Tag: FLK
Idiota, cretino, fraco de espírito, idiota, mongolóide, retardado, miúdo de aspecto engraçado: todos termos médicos aceites em alturas diferentes da história. Mais recentemente, os termos aceitos são retardamento mental, deficiência intelectual ou de desenvolvimento. As pessoas na pediatria às vezes usam a FLK para “criança com aspecto engraçado” para descrever um bebê ou uma criança pequena cujo rosto e cabeça “simplesmente não parecem bem”, mas que não têm um distúrbio genético identificável.

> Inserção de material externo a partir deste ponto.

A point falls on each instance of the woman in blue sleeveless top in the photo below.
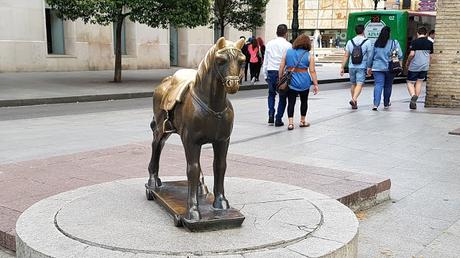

Eu me lembro da primeira vez que encontrei a FLK na ficha médica de uma criança na escola de enfermagem. Fiquei chocada quando o meu instrutor de enfermagem me disse o que significava. Fiquei ainda mais chocada por ela não ter achado o termo ofensivo. FLK parece ser um retrocesso à frenologia – aquela pseudociência de acreditar que a testa baixa e os solavancos no crânio podem predizer as propensões criminosas e desonestas dos indivíduos.
Tinha parentes com doença mental e retardamento mental. O pai e o irmão do meu pai estavam aconchegados longe nos Apalaches do sul do Tennessee: os esqueletos vivos da nossa família no armário. Foi-me dito que meu tio Charles era retardado, e que minha avó estava convencida que era porque ela tinha caído de um lance de escadas quando estava grávida. Minha bisavó materna criou o tio Charles em sua plantação de algodão na Geórgia rural, então Charles tinha uma espessa atracção sulista e era o mais abertamente racista de todos os meus parentes. Ele também tinha um sério impedimento na fala, falando como se tivesse uma boca parcialmente paralisada. Ele riu alto de suas próprias piadas, me assustando ao me alcançar de repente e me fazer cócegas debaixo do queixo ou me dar tapas no braço. Quando criança, ele me assustava; como um jovem adulto, ele me envergonhava. Nessa altura já vivia com a minha avó e conduzia um camião de entregas para a florista de um primo. Com habilidades de savant-like em matemática, ele tinha sido testado no hospital Emory aos dez anos de idade e lhe foi atribuído um QI de setenta. Ele era considerado fraco de espírito, treinável e parcialmente educável.
Na minha infância, fomos à casa da minha avó no Tennessee apenas na Páscoa, como se isso fizesse parte da peregrinação anual da nossa família de penitência, morte e ressurreição. A casa da minha avó cheirava a lírios de Páscoa adocicados, verdes colares viscosos e poeira cimeriana das pilhas de carvão da cave do piso sujo. O meu avô tinha uma cara de máscara e deitava-se numa cama alta de quatro postes, a olhar para o tecto. Ele falava com pouca frequência e quando falava, era em staccato monossílabos. A diabetes mal controlada e a doença bipolar tinham-no deixado incapacitado. Ele assustou-me mais do que o tio Charles. O avô era advogado, mas tinha perdido a calma no tribunal tantas vezes que foi relegado para a pesquisa legal da biblioteca. Depois de perder aquele emprego na Grande Depressão, ele passou os seus dias jogando xadrez no YMCA, enquanto a minha loquaz avó vendia World Books de porta em porta. Esta foi a história de família frequentemente repetida.
Os sulistas são muitas vezes estereotipados como imbecis consanguíneos. Minha mãe nascida no norte me contava histórias da família de meu pai quando ele não estava por perto – sobre o retardo mental e a doença mental que meu pai tinha sido capaz de transcender ao escapar para ir para a escola de pós-graduação em Nova York. Uma vez lá, meu pai era obrigado a fazer terapia da fala para se livrar do seu impedimento de fala: o seu twang sulista. Ambos os meus pais corrigiram continuamente a minha fala, determinados a evitar que eu desenvolvesse um sotaque sulista marcado. Minha mãe examinou o QI oficial e os resultados dos testes acadêmicos dos seus quatro filhos. Com cada “ya’ll” que escapava e cada “B” obtido, eu me sentia cada vez mais marcado pelo flagelo sulista. Foi só muito mais tarde na vida, enquanto cuidava da minha mãe idosa morrendo de câncer, que ela me informou que eu era parente de Varina Davis, Primeira Dama dos Estados Confederados da América. A minha tataravó paterna da plantação de algodão da Geórgia foi prima de Varina ou algo do género. Eu não encontrei um lugar adequado para esse fato em minha história.